Designing a low-stakes experiment
Due to the experimental nature of the work, the professor designed a low-stakes assignment with two primary goals: (a) to help identify strengths and weaknesses in the dataset, and (b) to get a better handle on how and when students use GenAI tools.
To set students up for success, the professor:
- Organized a hands-on training session with the research data science specialist to demonstrate how to use a curated database and prompt GenAI tools within Dartmouth Chat.
- Focused the work on the provided dataset, asking students not to rely on external search engines.
- Instructed students on a specific workflow: Upload articles one-by-one, prompting their large language model (LLM) of choice for basic summaries, and ask more specific, course-related questions.
- Graded on completion, not perfection, giving students full credit for turning in the assignment on time to encourage honest experimentation.
Finding 1: GenAI as a 'summarizing machine,' not a critical analyst
While the AI tools proved useful, their limitations became apparent in a humanities context that requires deep reading and contextual understanding. The professor noted that while the LLMs were effective for generating broad impressions of articles, they could not substitute for direct engagement with the texts. This observation was echoed by students:
"Students felt that the tools did not go deep enough to get into the details of arguments, of data/evidence presented, and did not capture the critical edge of the scholarly writing."
— Professor
The professor and the students observed specific analytical weaknesses in the LLMs, including:
- Trouble with conceptual associations (e.g., connecting "agriculture" to "environment").
- Limited knowledge in areas like liberation theology, prophetic thought, indigeneity, race, and queer/LGBTQ+ topics.
- A tendency to give short and simple replies when it couldn't make meaning from the inputs.
One clear benefit emerged from a student less comfortable with Spanish. The tool, alongside tools like DeepL Translate, served as a powerful language accessibility aid.
Finding 2: The students uncovered the strengths and limitations of GenAI, and gaps in the journal's focus
The professor noted that the assignment helped to uncover the limitations of GenAI and its use in a course that required students to leverage background context, new concepts, and content as they were learning.
For general queries, the LLMs were helpful and gave students good guidance on how to dissect an article and how to read it by foregrounding key terms. However, these tools did not provide more value in abstract writing than the journal.
"It was great at summarizing, and they called it a 'summarizing machine', but it did not have the same payoff as reading the article on one's own terms. . . The assignment, in all, was helpful in students identifying some key limitations of the ECA dataset: It does not engage indigeneity, race, LGBTQ+ identities and issues, and is largely centered on Salvadoran national concerns and debates." — Professor
Finding 3: Unexpected technical hurdles became learning moments
Beyond the analytical limitations, the class encountered practical, platform-specific challenges. The daily token limits on Dartmouth Chat's more powerful models meant that students who started right away had more "time" (days) to work with the pricier LLM tools, but they still had to be mindful of the tasks they were asking the tools to do. For example, uploading a PDF and asking for a summary left students with fewer tokens for specific queries, follow-ups, etc. In other cases, students were forced to use one of Dartmouth's free local models, Llama, which they soon discovered was limited and less than optimal for the assignment.
"They found, quite instantly, that Llama's model is incredibly limited as it gave them strange outputs and was being particularly snarky with them when they followed up with pointed requests." — Professor
These technical frustrations became an important lesson in how the underlying infrastructure and cost of AI can shape the research process and outcomes.

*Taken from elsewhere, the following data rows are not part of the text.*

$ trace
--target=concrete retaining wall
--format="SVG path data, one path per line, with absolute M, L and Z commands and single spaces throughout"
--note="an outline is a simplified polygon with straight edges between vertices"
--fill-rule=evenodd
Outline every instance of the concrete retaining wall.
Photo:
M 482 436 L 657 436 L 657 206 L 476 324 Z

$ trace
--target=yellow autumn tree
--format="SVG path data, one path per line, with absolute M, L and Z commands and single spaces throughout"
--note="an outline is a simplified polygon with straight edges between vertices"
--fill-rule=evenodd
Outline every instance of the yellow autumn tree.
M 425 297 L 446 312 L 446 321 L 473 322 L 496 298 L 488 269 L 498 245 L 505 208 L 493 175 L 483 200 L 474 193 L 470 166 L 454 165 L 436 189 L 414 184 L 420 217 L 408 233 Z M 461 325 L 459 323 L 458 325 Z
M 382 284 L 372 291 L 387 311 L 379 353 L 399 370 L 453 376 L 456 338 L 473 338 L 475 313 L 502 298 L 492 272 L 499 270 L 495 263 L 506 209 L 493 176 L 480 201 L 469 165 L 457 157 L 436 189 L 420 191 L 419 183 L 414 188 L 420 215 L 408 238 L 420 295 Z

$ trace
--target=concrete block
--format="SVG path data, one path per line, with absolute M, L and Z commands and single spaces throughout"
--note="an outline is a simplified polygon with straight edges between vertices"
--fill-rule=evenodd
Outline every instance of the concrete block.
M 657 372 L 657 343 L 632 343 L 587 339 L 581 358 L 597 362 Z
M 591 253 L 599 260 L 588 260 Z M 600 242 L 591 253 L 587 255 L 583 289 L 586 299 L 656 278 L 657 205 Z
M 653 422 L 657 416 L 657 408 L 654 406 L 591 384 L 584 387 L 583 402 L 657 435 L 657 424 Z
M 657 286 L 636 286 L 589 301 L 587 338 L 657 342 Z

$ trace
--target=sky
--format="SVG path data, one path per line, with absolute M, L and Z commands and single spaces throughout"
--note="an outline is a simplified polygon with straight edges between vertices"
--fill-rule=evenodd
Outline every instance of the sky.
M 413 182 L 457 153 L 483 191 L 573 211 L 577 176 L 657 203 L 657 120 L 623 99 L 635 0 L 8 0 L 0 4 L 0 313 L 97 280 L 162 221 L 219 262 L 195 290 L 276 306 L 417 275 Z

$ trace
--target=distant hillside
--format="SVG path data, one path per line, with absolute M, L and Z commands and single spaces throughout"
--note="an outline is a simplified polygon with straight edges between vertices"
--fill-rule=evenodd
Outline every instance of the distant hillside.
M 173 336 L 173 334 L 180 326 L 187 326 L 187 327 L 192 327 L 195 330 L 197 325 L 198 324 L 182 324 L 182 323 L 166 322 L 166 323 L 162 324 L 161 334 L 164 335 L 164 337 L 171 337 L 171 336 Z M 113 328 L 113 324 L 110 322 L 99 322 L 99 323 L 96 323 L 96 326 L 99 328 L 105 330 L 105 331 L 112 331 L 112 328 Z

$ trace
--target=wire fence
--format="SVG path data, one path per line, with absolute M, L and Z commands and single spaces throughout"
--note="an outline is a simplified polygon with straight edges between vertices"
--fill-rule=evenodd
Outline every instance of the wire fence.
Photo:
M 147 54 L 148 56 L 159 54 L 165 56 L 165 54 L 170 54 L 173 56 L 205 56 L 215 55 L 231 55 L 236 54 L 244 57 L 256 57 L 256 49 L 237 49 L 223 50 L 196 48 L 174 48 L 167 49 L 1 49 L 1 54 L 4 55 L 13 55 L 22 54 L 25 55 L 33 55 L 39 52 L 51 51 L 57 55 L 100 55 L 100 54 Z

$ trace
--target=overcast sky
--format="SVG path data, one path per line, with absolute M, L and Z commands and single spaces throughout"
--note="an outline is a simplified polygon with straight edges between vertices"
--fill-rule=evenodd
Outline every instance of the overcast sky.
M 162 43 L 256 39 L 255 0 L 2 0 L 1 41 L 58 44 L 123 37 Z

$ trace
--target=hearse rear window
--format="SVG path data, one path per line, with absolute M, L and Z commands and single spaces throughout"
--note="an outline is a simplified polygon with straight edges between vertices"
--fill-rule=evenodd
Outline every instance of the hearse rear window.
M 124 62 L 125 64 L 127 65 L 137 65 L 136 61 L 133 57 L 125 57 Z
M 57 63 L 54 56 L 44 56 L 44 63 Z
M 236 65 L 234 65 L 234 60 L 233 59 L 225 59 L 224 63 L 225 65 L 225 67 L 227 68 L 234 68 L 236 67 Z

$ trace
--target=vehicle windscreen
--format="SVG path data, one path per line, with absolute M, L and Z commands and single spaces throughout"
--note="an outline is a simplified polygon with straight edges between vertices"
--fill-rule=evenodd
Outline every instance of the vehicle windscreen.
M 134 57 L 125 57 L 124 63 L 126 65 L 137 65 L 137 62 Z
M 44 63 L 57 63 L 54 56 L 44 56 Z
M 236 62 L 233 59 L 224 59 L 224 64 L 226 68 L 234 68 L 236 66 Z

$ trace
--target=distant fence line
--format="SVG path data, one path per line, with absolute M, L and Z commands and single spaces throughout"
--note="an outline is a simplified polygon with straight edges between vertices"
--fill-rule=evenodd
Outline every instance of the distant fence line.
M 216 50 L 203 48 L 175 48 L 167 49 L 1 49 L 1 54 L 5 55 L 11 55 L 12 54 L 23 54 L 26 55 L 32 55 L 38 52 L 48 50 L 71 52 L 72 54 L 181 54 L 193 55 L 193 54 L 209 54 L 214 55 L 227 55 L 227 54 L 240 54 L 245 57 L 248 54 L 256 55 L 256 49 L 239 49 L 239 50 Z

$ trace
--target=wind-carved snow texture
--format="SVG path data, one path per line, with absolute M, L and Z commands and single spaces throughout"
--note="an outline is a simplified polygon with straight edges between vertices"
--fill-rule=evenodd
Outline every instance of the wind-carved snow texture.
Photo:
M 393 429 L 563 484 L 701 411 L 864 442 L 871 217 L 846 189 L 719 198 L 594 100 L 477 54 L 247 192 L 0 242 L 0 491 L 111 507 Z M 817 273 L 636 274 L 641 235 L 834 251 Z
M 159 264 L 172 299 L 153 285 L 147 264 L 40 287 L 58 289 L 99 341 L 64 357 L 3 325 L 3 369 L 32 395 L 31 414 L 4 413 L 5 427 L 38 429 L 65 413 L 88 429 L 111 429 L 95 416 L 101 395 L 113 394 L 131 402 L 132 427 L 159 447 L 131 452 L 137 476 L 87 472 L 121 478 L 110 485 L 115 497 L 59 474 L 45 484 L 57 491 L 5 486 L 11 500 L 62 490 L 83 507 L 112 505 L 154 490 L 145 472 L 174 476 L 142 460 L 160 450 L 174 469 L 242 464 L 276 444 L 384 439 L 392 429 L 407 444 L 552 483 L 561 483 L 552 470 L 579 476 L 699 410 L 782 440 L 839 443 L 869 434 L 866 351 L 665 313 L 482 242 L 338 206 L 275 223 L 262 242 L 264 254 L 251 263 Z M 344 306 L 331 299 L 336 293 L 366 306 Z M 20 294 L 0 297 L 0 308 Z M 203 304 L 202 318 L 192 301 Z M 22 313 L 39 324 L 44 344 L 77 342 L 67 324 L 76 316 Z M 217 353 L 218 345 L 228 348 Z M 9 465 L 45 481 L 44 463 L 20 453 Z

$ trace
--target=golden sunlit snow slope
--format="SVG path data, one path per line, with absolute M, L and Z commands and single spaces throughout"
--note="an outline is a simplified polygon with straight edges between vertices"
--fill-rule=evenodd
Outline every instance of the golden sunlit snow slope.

Blueprint for the next iteration
Based on this experiment, the professor had suggestions for how he might approach a similar assignment in the future:
- Scaffold prompting skills: Practice prompting with students earlier in the term using in-class demos on a single article. The professor wants to develop a checklist to ensure students can confirm their LLM settings are configured for the desired result.
- Fine-tune the model: Adjust "the temperature" of the LLM for more advanced exercises to ensure more consistent and structured outputs.
- Focus the AI's attention: Experiment with "focused retrieval: (directing the LLM to a specific part of a document) rather than having it scan the entire text.
- Ensure equitable access: Use an English-language dataset to create a more level playing field for students.
- Systematize feedback: Create a structured format for students to report issues, concerns, and discoveries with the assignment and the AI tools.
As the professor concluded, "What was imprecise about the assignment, despite my attempts to develop good prompting habits and strategies, was the lack of detail in some of the targeted inquiries about particular topics, keywords, and author arguments"—a challenge these future steps aim to address.